Penghitung sarung tangan memberikan titik terang yang langka di pasar domestik karena menarik minat beli baru di tengah berita Slokavia bergabung dengan Austria sebagai negara kedua di Eropa yang memasuki penguncian Covid-19.

Top Glove melonjak 23 sen atau lebih 10% menjadi RM2.48 sementara Hartalega naik 39 sen menjadi RM5.52.

Di antara saingan yang lebih kecil, Supermax naik 14 sen menjadi RM1.75, Kossan menambahkan 15 sen menjadi RM2.14, Comfort Gloves menambah delapan sen menjadi RM1.15 dan Rubberex naik tiga sen menjadi 54,5 sen.
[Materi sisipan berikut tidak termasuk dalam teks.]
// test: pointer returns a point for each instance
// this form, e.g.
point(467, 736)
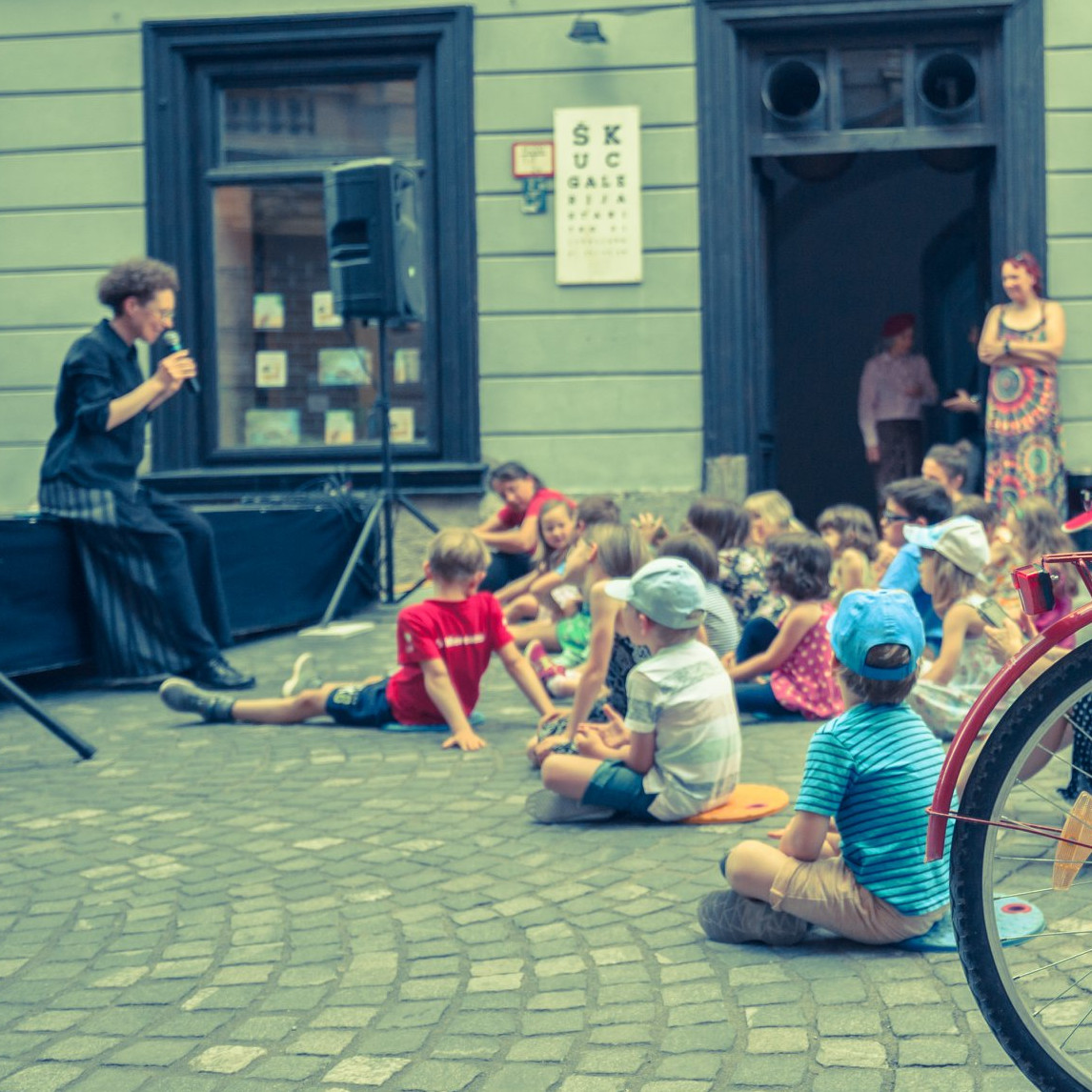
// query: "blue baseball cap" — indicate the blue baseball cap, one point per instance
point(668, 590)
point(867, 618)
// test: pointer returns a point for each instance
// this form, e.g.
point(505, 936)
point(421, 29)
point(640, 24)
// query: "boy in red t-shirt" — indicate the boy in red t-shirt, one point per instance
point(444, 645)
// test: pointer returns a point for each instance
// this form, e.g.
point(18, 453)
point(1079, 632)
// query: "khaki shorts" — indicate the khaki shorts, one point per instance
point(825, 892)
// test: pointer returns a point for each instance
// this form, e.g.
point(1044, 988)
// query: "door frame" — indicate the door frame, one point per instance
point(738, 369)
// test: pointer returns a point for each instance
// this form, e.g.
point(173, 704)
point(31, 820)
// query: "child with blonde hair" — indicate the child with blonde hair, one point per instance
point(531, 596)
point(681, 748)
point(851, 534)
point(443, 645)
point(799, 662)
point(741, 573)
point(604, 553)
point(954, 555)
point(1037, 531)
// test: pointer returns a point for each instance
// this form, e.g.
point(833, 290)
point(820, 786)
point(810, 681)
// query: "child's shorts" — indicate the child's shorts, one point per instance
point(615, 785)
point(824, 892)
point(574, 635)
point(360, 707)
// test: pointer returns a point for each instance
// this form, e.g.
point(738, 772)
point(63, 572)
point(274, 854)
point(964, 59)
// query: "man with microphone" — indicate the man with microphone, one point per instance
point(150, 562)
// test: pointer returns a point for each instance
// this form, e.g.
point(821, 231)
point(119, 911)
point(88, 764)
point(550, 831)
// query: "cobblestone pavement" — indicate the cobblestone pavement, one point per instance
point(225, 907)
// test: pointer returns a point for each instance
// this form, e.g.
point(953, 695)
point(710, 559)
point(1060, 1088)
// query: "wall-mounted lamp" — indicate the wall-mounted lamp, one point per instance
point(586, 30)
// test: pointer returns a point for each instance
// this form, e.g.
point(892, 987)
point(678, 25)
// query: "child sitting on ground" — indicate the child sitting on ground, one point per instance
point(531, 596)
point(1037, 531)
point(799, 660)
point(443, 647)
point(954, 555)
point(570, 635)
point(851, 859)
point(997, 576)
point(851, 534)
point(912, 501)
point(720, 628)
point(741, 574)
point(683, 749)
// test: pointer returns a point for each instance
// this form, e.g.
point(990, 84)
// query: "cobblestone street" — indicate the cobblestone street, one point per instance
point(237, 907)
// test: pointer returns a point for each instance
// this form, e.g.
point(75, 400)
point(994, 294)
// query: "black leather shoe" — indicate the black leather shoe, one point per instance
point(217, 674)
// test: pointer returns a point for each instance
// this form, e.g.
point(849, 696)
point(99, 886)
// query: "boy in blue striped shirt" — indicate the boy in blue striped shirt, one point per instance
point(852, 859)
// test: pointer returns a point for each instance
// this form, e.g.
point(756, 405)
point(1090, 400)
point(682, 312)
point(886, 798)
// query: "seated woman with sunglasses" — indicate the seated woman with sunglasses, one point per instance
point(921, 502)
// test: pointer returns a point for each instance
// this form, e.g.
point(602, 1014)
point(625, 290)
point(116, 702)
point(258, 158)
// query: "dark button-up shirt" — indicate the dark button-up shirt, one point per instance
point(99, 367)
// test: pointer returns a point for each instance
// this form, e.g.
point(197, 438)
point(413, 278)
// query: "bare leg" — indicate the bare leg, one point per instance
point(569, 775)
point(543, 630)
point(303, 707)
point(752, 867)
point(563, 686)
point(522, 608)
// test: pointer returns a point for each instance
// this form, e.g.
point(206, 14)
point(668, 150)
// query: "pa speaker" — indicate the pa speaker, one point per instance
point(948, 88)
point(794, 95)
point(374, 241)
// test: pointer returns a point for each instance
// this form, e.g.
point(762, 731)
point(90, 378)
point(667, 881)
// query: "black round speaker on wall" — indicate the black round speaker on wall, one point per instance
point(948, 88)
point(794, 92)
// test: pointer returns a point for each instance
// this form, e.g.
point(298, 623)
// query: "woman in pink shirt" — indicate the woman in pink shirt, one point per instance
point(513, 533)
point(895, 386)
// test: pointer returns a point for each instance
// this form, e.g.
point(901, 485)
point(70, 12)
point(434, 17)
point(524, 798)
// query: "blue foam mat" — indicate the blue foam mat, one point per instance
point(1017, 921)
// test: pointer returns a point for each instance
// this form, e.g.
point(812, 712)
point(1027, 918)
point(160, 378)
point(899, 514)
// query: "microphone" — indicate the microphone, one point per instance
point(173, 342)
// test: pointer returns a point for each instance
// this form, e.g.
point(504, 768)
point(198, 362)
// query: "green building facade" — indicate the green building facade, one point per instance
point(598, 387)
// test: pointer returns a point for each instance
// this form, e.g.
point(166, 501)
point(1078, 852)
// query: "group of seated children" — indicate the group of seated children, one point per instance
point(658, 638)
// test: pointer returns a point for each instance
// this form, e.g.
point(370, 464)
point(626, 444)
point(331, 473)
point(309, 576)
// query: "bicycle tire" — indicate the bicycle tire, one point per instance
point(1035, 996)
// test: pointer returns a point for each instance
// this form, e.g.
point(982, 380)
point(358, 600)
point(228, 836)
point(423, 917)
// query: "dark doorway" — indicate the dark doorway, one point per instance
point(888, 233)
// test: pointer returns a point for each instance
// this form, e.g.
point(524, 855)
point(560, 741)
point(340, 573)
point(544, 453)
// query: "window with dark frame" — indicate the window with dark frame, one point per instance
point(269, 106)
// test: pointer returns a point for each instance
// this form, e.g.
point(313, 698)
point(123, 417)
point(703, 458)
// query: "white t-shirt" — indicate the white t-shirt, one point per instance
point(683, 695)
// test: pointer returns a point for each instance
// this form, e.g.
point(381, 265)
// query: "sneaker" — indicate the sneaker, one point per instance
point(545, 806)
point(540, 662)
point(735, 920)
point(217, 674)
point(305, 676)
point(184, 697)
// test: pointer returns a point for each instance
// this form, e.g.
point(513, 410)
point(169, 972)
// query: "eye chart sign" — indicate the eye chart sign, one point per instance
point(597, 193)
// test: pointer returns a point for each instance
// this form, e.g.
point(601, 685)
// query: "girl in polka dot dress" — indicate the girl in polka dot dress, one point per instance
point(799, 662)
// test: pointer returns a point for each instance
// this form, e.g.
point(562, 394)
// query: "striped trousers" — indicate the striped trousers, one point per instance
point(152, 576)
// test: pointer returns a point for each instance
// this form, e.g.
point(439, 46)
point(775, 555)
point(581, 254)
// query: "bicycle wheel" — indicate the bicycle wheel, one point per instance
point(1037, 995)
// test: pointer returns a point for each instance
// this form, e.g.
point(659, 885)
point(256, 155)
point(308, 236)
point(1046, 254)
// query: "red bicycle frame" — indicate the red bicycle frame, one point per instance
point(940, 809)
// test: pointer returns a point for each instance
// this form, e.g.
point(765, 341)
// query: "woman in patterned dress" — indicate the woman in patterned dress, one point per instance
point(1021, 342)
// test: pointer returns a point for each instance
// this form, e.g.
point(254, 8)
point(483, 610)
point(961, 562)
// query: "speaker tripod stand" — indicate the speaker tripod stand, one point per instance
point(388, 499)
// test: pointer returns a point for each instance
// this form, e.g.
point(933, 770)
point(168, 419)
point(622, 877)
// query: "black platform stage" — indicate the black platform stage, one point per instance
point(281, 560)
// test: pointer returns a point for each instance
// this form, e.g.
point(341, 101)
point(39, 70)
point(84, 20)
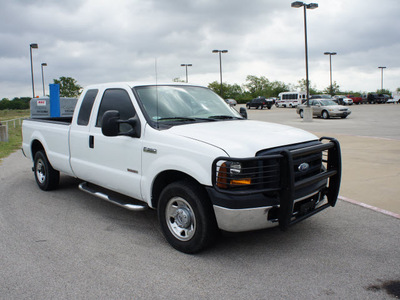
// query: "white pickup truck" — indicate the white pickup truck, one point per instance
point(182, 150)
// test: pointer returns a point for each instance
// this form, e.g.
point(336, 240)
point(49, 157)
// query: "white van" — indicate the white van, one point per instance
point(291, 99)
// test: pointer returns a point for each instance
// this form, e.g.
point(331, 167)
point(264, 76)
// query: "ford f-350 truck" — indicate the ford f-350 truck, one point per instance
point(180, 149)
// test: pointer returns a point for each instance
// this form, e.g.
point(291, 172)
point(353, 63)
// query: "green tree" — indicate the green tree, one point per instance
point(68, 87)
point(261, 86)
point(301, 84)
point(334, 91)
point(4, 103)
point(228, 90)
point(384, 91)
point(257, 86)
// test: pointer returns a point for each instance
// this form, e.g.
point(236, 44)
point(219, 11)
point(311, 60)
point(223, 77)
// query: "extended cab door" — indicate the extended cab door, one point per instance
point(111, 162)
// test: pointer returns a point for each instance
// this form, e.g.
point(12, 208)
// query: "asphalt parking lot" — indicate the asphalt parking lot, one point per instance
point(66, 244)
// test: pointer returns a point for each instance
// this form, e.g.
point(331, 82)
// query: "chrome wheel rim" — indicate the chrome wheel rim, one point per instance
point(180, 219)
point(40, 171)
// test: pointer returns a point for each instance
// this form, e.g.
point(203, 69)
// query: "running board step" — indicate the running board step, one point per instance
point(112, 197)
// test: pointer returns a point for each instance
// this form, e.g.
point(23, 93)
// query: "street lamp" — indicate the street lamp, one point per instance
point(220, 65)
point(44, 91)
point(381, 77)
point(298, 4)
point(32, 46)
point(186, 65)
point(330, 66)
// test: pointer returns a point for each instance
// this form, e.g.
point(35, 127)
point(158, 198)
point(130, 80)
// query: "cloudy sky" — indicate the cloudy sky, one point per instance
point(97, 41)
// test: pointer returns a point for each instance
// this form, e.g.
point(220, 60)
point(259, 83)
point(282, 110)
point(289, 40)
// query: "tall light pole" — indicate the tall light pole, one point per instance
point(381, 77)
point(298, 4)
point(186, 65)
point(32, 46)
point(220, 65)
point(330, 66)
point(44, 91)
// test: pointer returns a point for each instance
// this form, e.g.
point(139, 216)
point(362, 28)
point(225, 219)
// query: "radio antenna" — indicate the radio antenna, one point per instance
point(155, 66)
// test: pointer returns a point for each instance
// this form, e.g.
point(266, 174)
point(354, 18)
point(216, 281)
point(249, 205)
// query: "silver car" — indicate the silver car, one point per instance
point(325, 108)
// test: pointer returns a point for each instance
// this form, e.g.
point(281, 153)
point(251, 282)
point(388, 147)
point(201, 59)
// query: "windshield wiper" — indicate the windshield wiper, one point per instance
point(223, 117)
point(184, 119)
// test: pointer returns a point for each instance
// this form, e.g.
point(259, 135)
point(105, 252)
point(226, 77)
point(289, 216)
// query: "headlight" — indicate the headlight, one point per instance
point(230, 174)
point(235, 168)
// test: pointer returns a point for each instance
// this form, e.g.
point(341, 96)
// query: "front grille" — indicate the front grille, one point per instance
point(312, 161)
point(282, 175)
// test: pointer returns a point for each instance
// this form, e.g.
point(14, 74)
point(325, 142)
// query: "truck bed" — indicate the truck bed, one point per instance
point(53, 134)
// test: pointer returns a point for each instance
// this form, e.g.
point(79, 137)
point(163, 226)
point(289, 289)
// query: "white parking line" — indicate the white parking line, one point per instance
point(383, 211)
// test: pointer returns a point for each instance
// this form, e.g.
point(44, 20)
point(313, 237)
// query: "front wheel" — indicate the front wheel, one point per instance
point(186, 216)
point(46, 177)
point(325, 115)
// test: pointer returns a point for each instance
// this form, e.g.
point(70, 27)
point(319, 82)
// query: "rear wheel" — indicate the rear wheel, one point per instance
point(325, 115)
point(186, 216)
point(46, 177)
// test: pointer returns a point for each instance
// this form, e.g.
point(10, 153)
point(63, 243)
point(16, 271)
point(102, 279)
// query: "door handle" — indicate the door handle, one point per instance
point(91, 141)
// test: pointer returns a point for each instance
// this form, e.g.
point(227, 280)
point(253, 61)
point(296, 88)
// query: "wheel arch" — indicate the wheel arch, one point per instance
point(36, 146)
point(165, 178)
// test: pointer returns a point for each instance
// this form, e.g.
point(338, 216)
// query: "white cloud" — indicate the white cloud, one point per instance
point(100, 41)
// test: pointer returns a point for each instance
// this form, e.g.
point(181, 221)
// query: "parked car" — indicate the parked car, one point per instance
point(355, 99)
point(321, 96)
point(259, 102)
point(325, 108)
point(182, 151)
point(231, 102)
point(373, 98)
point(342, 100)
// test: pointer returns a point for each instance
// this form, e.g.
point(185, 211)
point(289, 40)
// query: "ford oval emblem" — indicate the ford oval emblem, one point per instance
point(303, 167)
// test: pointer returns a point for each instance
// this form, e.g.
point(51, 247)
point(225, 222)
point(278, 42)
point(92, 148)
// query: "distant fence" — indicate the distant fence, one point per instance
point(5, 125)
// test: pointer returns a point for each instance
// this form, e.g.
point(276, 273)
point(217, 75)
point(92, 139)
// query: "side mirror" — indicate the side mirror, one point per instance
point(243, 112)
point(111, 125)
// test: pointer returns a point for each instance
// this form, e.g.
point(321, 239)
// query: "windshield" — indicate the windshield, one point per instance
point(183, 104)
point(327, 102)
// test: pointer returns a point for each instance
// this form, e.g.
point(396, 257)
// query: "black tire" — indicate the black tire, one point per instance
point(325, 115)
point(46, 177)
point(186, 216)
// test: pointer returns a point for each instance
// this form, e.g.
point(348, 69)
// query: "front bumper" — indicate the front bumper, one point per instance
point(339, 113)
point(248, 219)
point(291, 200)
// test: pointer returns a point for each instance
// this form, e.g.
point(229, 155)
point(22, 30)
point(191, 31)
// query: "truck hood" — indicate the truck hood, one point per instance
point(243, 138)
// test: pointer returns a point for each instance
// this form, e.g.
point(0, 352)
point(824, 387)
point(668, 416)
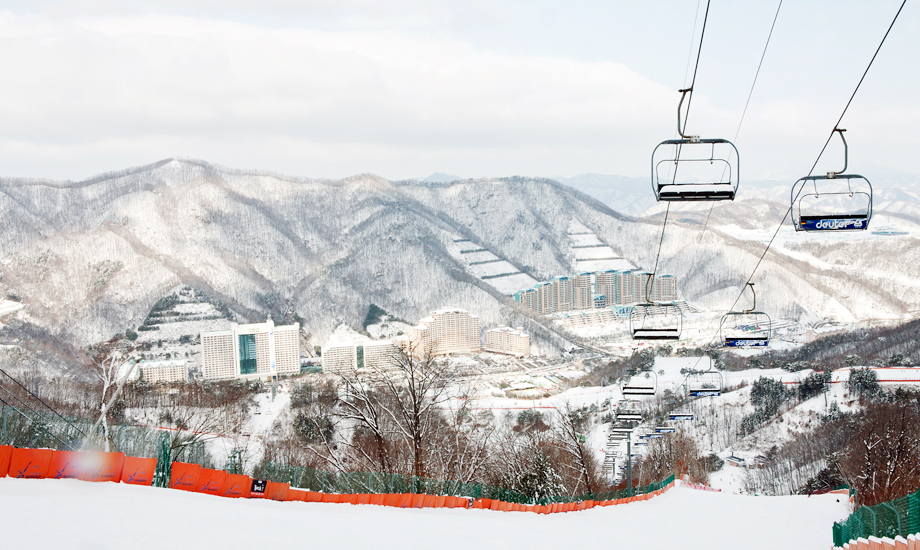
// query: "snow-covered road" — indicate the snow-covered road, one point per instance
point(76, 514)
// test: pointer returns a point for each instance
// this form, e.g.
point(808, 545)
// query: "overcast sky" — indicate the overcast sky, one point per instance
point(332, 88)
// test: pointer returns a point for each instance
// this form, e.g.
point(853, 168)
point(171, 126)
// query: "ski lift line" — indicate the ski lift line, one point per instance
point(40, 400)
point(696, 18)
point(815, 165)
point(38, 425)
point(746, 104)
point(649, 282)
point(697, 65)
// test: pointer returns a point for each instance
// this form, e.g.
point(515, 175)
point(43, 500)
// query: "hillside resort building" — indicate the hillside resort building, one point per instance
point(447, 330)
point(597, 291)
point(259, 350)
point(344, 354)
point(156, 372)
point(508, 341)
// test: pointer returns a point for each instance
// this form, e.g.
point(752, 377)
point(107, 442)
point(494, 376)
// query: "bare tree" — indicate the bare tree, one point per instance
point(396, 404)
point(569, 428)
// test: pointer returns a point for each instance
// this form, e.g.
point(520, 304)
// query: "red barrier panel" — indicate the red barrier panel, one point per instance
point(30, 463)
point(238, 486)
point(277, 491)
point(138, 471)
point(5, 452)
point(184, 476)
point(64, 465)
point(212, 482)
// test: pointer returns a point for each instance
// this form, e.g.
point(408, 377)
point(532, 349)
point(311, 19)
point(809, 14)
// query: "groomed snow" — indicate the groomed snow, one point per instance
point(76, 514)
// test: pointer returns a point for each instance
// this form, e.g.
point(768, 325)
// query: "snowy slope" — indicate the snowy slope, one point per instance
point(106, 515)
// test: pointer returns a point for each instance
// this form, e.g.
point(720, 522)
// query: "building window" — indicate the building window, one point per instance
point(247, 353)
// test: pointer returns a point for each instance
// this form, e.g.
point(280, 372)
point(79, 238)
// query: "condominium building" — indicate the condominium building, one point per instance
point(349, 353)
point(155, 372)
point(259, 350)
point(508, 341)
point(447, 330)
point(597, 290)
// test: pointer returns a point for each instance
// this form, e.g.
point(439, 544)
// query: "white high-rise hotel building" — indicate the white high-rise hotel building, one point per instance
point(259, 350)
point(447, 330)
point(508, 341)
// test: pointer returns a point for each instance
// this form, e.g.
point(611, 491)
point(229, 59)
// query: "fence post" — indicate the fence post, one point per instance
point(913, 513)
Sektor lain di Bursa Malaysia bergerak ke arah yang berlawanan.

Menjelang pendapatan bank, indeks jasa keuangan Bursa Malaysia turun 0,6% menjadi 93,29, dengan menjual semua saham kelas berat.

Maybank, yang merilis pendapatannya kemarin, turun tiga sen menjadi RM8.08. Public Bank turun dua sen menjadi RM4, CIMB kehilangan enam sen menjadi RM5.11 dan Hong Leong Bank turun 14 sen menjadi RM18.18.

Perusahaan telekomunikasi juga tertinggal, terseret lebih rendah oleh Digi turun lima sen menjadi RM4.13 dan Maxis tergelincir tujuh sen menjadi RM452 sementara Axiata turun enam sen menjadi RM3,94 menjelang pengumuman pendapatannya hari ini.

Sementara itu, di pasar yang lebih luas, bahan aktif teratas adalah Borneo Oil tidak berubah pada 2,5 sen, G3 turun 2,5 sen menjadi 10,5 sen dan VSolar tetap datar di 1,5 sen.

Di pasar Asia, liburan pasar AS mengalihkan perhatian investor dari Wall Street ke Eropa, di mana kekhawatiran penguncian musim Natal meningkat.

Nikkei Jepang merosot 2,7% sementara Kospi Korea Selatan turun 1,25%. Di Cina, indeks utama turun 0,5% meskipun Hang Seng Hong Kong turun 2,1%.

ASX200 Australia turun 1,7% menit dari penutupan.